After just a few seconds, Sharon snatches the bowl away. "Stop. Don't want you pissing at the puppeteer's soiree this evening."
The preparation required is minimal but still tedious. Sharon dunks Charles under the tap and scrubs viciously for a few minutes. She fastens a tiny corset tight over Charles's ribcage, pausing for a second at its edge. Charles's soft middle still shrinks inwards, but now even a corset is unable to disguise the ledge at the lowest ribs. Slowly, perhaps unconsciously, Charles leans into Sharon's hands, still on the corset straps. She pulls them brutally tighter in response, choking the marionette's thin waist and then tying it off. The sheer, sky-blue silk dress falls well over his exceptionally feminine form.
}{
The soiree is exceptionally delightful. Marionettes, Sharon learns, live for their puppeteer's pleasure. Quite literally, says one of the more handsome men she meets. His three marionettes used to be four, but he didn't like the other, and so it died. A very clean and convenient way of dealing with the things, Sharon notes. She also learns that Charles is, as Schmidt said, exceptionally attractive and very obedient. The marionette knelt at her feet does not waver.
Schmidt comes as well with his own marionette, just five years old. Charles's large, bright blue eyes look resolutely away from Schmidt. Charles shrinks against the leg of the table. Sharon scolds it, directing a solid kick into its corseted chest, driving out what shallow breaths had managed to draw inside. She does not notice Schmidt's marionette clenching its jaw, eyes flashing.
Somehow, Charles manages to remain conscious for the entire evening, during which various puppeteers praise Charles's lithe figure and inquire after the marionette's weight. Some of them are impressed, and the ones that aren't have rather large and shapely marionettes, for mannequin use. Sharon is sure she can see flashes of envy in their eyes. The ones with thin and graceful marionettes assure her that a full corset will be unnecessary in the future--just reshaping the ribs slightly will be more than enough.
At 10pm, the soiree draws to a close. Sharon is left with Schmidt and another man far in a corner of the balcony.
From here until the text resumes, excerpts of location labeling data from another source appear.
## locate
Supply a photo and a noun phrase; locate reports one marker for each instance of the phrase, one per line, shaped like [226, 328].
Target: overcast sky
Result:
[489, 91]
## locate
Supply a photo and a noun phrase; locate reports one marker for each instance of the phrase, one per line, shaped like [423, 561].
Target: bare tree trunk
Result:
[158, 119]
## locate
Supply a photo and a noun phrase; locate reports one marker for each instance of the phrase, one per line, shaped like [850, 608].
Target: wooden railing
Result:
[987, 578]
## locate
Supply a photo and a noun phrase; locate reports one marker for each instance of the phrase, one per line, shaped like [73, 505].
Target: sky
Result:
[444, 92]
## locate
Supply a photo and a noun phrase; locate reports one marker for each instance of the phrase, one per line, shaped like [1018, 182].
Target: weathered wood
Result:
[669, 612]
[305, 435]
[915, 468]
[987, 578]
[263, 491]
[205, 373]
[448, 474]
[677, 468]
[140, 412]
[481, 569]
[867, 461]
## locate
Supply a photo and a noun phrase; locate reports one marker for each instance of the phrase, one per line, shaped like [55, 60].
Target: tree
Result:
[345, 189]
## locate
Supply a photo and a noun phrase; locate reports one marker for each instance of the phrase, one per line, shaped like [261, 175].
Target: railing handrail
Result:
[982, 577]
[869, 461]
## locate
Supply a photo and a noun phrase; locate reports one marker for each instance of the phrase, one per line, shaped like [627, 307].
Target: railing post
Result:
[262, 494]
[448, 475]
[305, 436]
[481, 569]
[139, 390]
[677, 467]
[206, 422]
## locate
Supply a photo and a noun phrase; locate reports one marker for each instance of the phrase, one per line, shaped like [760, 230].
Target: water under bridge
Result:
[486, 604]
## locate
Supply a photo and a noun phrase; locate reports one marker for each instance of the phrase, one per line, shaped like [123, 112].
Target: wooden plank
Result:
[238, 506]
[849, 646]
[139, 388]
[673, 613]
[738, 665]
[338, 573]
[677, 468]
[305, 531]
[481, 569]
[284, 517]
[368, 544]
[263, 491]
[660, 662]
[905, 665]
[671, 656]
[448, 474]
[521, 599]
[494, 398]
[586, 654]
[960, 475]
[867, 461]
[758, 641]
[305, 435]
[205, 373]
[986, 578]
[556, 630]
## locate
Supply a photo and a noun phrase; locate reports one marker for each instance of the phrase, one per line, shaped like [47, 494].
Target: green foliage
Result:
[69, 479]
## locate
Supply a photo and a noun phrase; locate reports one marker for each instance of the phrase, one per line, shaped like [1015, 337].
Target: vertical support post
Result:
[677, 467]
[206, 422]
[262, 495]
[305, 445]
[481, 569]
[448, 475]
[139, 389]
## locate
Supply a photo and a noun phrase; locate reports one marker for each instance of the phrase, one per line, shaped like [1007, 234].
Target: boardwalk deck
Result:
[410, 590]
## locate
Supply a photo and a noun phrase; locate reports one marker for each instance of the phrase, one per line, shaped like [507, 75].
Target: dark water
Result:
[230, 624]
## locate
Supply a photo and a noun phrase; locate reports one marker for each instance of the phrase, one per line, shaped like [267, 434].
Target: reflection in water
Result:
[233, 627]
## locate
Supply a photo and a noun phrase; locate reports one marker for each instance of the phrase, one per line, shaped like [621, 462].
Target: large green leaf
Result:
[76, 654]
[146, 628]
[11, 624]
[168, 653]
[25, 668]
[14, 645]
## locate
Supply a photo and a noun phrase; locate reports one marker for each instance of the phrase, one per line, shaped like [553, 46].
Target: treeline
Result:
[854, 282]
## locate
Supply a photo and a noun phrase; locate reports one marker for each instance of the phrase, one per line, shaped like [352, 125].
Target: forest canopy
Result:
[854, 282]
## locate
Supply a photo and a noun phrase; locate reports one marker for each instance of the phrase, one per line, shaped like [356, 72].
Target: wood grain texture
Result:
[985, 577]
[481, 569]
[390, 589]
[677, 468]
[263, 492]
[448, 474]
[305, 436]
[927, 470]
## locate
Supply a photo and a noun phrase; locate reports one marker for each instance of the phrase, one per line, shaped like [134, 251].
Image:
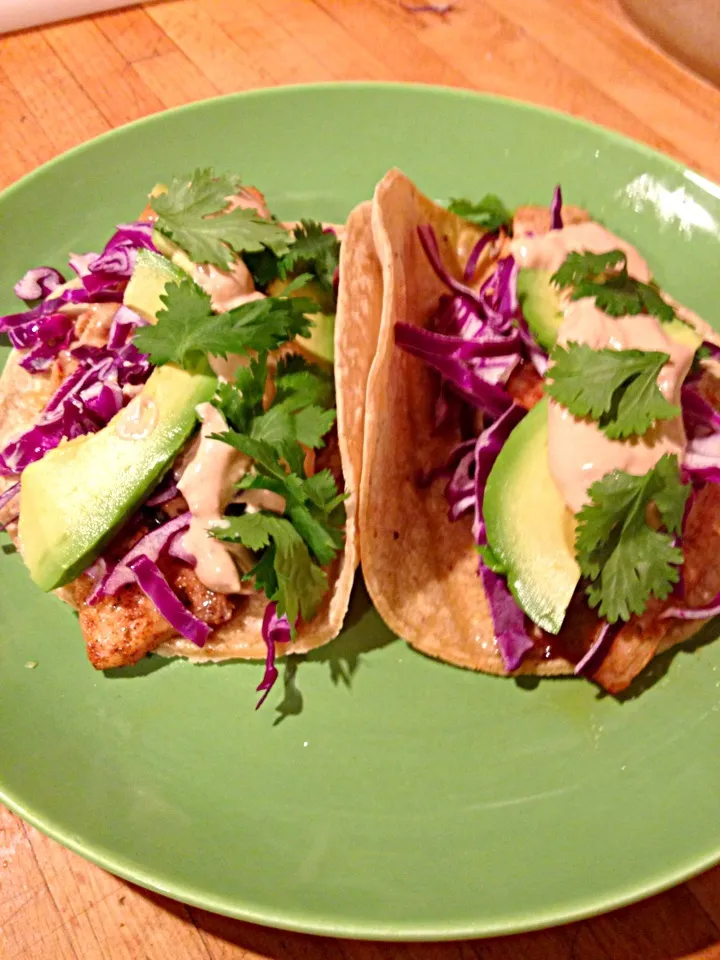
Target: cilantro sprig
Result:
[187, 329]
[490, 213]
[312, 249]
[618, 388]
[624, 554]
[293, 547]
[604, 276]
[188, 215]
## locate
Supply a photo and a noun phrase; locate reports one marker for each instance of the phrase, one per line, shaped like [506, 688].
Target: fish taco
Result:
[542, 443]
[181, 427]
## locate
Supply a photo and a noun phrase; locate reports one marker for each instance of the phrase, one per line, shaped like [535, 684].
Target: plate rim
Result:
[302, 921]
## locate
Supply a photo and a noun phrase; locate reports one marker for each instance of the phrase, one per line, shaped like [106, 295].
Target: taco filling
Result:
[171, 460]
[572, 408]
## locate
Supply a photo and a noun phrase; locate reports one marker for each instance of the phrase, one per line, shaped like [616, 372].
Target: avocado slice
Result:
[75, 499]
[542, 308]
[540, 304]
[147, 284]
[529, 528]
[321, 342]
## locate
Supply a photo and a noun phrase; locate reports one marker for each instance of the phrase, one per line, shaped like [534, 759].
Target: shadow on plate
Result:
[658, 668]
[363, 632]
[650, 676]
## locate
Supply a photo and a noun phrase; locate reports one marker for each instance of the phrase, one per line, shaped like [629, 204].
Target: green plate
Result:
[380, 794]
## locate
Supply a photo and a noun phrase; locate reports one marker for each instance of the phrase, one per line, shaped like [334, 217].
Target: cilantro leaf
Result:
[604, 277]
[618, 388]
[264, 267]
[314, 251]
[626, 560]
[187, 309]
[321, 490]
[311, 425]
[299, 383]
[310, 531]
[489, 213]
[187, 327]
[323, 539]
[240, 403]
[189, 215]
[579, 267]
[296, 583]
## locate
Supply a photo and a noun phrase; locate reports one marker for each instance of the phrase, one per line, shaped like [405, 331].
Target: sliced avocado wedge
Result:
[529, 528]
[74, 500]
[321, 342]
[540, 304]
[147, 284]
[541, 307]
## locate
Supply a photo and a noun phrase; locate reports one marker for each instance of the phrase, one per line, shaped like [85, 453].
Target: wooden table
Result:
[64, 84]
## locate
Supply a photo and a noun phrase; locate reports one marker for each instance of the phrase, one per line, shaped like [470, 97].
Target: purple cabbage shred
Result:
[37, 283]
[275, 630]
[556, 210]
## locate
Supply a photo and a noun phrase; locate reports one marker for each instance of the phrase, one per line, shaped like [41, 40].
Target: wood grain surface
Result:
[63, 84]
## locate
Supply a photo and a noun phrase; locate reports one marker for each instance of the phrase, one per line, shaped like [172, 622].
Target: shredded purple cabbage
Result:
[166, 491]
[275, 630]
[475, 342]
[508, 619]
[427, 237]
[9, 494]
[474, 461]
[44, 340]
[154, 585]
[698, 414]
[78, 406]
[176, 548]
[151, 546]
[464, 364]
[556, 210]
[592, 660]
[702, 423]
[711, 609]
[117, 261]
[712, 348]
[37, 283]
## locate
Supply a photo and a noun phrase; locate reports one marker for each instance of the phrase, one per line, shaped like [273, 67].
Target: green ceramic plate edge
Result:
[363, 670]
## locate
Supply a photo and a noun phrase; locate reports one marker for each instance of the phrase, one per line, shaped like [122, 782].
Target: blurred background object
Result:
[689, 29]
[17, 14]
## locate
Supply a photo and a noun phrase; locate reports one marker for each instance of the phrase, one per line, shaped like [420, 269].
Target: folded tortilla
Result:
[421, 569]
[123, 630]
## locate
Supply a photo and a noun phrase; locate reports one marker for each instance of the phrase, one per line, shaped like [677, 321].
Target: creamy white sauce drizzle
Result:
[227, 288]
[548, 251]
[208, 485]
[579, 452]
[138, 420]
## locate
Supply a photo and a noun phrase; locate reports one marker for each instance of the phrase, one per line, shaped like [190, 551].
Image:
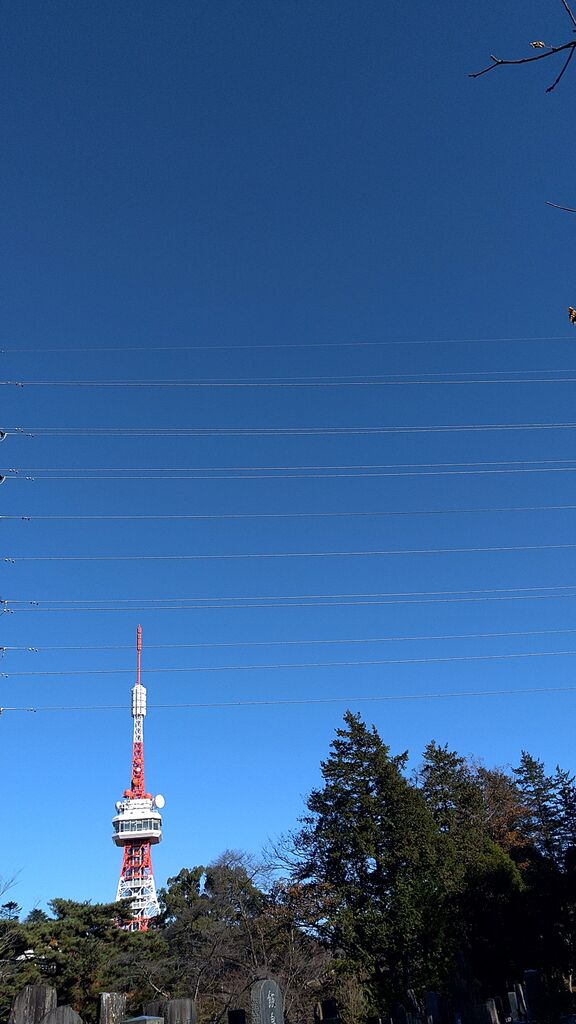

The man whispers something to his marionette, and it shakes its head in denial. The man sighs, and strokes its hair.
"Disgraceful," Schmidt comments. Sharon agrees. Marionettes have been bred so far from and so much lower than humans that treating them with such care can only lower yourself. Charles's sole purpose is to look pretty while opening the puppeteer world to her. And what handsome puppeteers they were! She allows Schmidt to escort her to a taxi, dragging Charles's breathless form behind her. Thankfully, the mannequin isn't heavy as she pulls it by the collar into the taxi. She doesn't intend for it to get heavier.